Two months in. We are just over two months into the GAPS diet. We completed the Intro diet in 20 days. Kudos to my amazing kids and husband. And let me tell you, I am a better cook and they are WAY better eaters now (especially my oldest who was PICKY!) Our food tastes great. We feel great. The eczema is rarely an issue. The acid reflux is rarely an issue. We have already started to introduce GAPS “legal” dairy (whey, yogurt, kefir, aged cheese) and are doing great! (Recall: None of this was tolerated before- AT ALL!)

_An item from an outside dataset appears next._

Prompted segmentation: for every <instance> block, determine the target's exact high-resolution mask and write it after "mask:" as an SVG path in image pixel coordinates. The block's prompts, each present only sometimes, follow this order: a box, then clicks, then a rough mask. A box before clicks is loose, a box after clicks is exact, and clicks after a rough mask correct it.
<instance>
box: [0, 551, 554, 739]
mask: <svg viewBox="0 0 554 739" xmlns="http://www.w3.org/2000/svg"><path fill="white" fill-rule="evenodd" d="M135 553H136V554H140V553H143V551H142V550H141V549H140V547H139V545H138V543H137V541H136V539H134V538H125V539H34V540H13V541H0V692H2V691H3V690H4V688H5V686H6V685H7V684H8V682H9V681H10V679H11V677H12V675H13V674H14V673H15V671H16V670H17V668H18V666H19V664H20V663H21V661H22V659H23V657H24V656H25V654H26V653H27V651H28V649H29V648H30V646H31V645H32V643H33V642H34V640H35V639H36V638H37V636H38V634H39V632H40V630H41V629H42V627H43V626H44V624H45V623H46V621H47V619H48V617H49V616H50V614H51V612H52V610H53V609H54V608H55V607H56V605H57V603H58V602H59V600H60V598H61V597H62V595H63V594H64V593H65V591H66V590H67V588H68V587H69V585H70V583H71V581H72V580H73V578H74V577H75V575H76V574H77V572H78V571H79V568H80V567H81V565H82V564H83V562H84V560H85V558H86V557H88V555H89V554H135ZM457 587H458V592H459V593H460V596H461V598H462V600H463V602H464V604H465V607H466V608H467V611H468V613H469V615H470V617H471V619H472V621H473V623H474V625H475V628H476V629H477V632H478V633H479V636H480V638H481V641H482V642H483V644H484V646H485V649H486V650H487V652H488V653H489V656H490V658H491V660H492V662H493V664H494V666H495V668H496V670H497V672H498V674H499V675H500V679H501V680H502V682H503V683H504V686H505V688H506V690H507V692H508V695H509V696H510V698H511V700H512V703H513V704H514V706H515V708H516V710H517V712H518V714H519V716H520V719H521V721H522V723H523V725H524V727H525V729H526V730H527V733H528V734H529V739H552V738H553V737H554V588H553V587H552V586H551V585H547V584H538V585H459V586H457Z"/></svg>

Healing. Healing is a process (think of a cold as my son pointed out) and so is healing your gut. All symptoms are not gone on Day 1 or Week 1 or Month 1. But, I can testify that things have changed significantly in 2 months. I am amazed actually! I was hopeful… but I am amazed. I don’t know how long we will stick with GAPS- somewhere between 6 months and 2 years… I love that our food can heal. I love that God created our bodies to want to heal.
“Thank you for doing the diet, Mom.” My 7 year old son thanked me the other night (out of the blue) when I was tucking him in. He is so glad he no longer feels bad. He is glad to no longer throw up in his mouth all the time. He doesn’t mind doing the diet AT ALL- he will tell you “I like my life like this. I don’t want to ever feel like that again.” This boy has been amazing through the ENTIRE process: tests, doctors, diets, lots of food restrictions. And this kid, who has always been teeny tiny has grown close to 2 inches, has no “allergy circles”, and looks so much healthier. My family comments on his physical change all the time. And then, he thanks me… ahhhh! He knows it is a lot of work for me and thanked me. I am blessed.
I encourage you wherever you are on the allergy/intolerance path. It can be frustrating and hard. You know best. Trust your instincts. Listen to your child. Embrace new food. Cook. Read. Ask questions. Try GAPS.
And if you don’t deal with food allergies/intolerances: Don’t judge. Invite your allergic friends over. Ask them what they like to eat. Know it is not easy.